Why does CBD work? Our cells have cannabinoid (CB) receptors that perform many functions. CBD interacts with our cannabinoid receptors and thus has therapeutic properties. Simply put, cannabinoids are a class of chemical compound that bind to and interact with the cannabinoid receptors found in our bodies. One example is CB receptors in the brain. These CB receptors affect the way neurotransmitters are released in the brain. Endocannabinoids are cannabinoids produced within our own bodies by the endocannabinoid system. Acting as neurotransmitters, their main function is to control and regulate activity in the central nervous system as well as in other biological systems within the body. Due to the factors previously mentioned, our ECS is out of whack. That is why CBD has become important as is further explained below.

There are two types of CB receptors. The CB1 receptors take part in a newborn’s ability to suckle; our sense of smell; boost our appetite, and improve our ability to recover from stress. The CB1 receptors are concentrated in the brain and central nervous system.  Obesity has been linked to increased ECS tone, which is driven by over-activation of CB1 receptors.

The CB2 receptors are found primarily on our immune cells, fatty tissue, and the peripheral nervous system. The CB2 receptors have broad anti-inflammatory effects and temper our appetite. The CB2 receptors have the opposite effects of the CB1 receptors.

Dietary cannabinoids can activate CB2 receptors. Some of these are herbs, dark leafy greens, spices, vegetables, and healthy fats such as oily fish, and nuts & seeds.

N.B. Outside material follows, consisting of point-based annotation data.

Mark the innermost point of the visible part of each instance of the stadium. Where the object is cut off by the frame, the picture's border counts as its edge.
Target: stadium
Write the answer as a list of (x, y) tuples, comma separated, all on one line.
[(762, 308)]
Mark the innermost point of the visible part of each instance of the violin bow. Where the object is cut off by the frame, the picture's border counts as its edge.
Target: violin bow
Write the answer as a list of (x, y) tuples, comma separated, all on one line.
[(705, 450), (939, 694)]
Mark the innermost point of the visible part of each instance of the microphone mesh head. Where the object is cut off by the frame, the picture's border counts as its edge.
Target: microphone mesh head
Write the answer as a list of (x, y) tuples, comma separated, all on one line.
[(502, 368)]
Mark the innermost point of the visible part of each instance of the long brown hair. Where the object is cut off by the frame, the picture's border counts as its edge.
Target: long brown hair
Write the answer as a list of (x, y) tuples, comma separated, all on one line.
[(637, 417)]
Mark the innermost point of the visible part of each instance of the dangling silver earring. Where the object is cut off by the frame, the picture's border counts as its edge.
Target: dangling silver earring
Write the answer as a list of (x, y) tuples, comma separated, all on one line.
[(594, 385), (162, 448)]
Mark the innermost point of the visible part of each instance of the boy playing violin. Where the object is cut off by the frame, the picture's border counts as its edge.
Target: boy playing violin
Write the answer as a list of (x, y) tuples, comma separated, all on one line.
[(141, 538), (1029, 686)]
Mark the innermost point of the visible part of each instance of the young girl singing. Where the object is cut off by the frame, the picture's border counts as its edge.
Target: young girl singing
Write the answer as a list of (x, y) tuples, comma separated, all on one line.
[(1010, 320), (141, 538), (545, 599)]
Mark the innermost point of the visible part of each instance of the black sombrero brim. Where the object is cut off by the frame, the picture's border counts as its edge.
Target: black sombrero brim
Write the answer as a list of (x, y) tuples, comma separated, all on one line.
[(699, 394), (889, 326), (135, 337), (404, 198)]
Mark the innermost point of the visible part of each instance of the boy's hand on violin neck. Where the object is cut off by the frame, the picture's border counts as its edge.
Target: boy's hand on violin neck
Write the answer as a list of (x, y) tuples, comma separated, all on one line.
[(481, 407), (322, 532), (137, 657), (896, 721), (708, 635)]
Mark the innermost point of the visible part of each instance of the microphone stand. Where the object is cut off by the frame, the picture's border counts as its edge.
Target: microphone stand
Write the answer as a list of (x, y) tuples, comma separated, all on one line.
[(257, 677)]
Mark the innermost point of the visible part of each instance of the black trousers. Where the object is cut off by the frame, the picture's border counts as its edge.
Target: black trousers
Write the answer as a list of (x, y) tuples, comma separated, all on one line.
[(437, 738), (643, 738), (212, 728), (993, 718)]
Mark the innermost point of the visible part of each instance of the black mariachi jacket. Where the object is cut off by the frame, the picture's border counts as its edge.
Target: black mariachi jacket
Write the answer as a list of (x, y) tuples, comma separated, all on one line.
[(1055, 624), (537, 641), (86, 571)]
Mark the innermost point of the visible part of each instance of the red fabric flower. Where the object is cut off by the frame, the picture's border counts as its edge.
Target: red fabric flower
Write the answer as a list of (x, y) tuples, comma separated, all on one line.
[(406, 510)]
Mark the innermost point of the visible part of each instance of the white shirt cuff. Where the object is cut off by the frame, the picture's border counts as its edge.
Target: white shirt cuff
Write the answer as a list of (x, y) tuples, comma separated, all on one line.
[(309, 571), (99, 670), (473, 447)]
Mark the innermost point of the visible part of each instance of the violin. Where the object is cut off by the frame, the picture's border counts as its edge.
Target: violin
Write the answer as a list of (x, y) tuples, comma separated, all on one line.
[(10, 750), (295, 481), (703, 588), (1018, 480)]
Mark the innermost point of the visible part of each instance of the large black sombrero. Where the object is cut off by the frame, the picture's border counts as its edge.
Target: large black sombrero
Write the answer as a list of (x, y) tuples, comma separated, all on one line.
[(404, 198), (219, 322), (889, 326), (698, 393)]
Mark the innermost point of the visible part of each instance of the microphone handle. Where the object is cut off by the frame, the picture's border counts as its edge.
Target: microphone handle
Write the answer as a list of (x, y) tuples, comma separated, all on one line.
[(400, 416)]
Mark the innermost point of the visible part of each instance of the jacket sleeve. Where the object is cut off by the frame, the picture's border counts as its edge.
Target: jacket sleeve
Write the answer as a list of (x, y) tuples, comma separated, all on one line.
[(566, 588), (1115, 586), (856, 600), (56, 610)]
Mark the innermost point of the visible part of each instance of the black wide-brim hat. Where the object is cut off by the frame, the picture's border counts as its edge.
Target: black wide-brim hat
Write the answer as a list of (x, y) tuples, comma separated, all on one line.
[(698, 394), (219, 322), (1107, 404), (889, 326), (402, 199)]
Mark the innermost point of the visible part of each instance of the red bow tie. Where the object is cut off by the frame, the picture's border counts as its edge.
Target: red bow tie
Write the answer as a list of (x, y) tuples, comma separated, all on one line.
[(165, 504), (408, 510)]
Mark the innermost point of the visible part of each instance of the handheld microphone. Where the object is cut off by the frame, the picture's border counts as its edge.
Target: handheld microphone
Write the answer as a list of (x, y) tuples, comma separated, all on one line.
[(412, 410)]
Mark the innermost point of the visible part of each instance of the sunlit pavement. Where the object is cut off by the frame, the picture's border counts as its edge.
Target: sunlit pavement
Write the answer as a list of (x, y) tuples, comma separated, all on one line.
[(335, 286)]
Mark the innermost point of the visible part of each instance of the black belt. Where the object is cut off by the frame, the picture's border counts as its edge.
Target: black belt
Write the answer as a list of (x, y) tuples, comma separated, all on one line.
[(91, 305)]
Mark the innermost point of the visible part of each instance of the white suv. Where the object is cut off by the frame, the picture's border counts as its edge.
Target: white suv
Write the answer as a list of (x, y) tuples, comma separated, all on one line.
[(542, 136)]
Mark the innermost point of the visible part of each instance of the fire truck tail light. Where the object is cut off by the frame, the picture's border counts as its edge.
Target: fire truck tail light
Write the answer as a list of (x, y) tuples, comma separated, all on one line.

Poor diet choices leads to nutrient deficiencies. The body is unable to produce the cannabinoids needed to regulate function of the ECS. For instance, a well-nourished ECS relies on healthy fats, which then help produce certain neurotransmitters like dopamine and serotonin. Dopamine is involved in emotional state, motivation, and many other feelings. Serotonin is our “happy” neurotransmitter.

Balance is the key: CB1 receptors can exert a paradoxical effect. They can facilitate essential nourishment but can cause metabolic imbalances. CB2 receptors can provide metabolic advantages and counteract inflammation.

One of the primary physiological functions of the ECS is to shift food intake towards storage for future use. This worked well when food was scarce and physical activity was high. Today we are at a disadvantage. We have an overabundance of food that is lacking in nutrients and we are physically inactive.

You do have the ability to alter and improve the ECS through diet, physical activity, and supplementation with CBD. The role of the ECS is balance: relax, eat, sleep, forget and protect. Mind-Body medicine at its finest.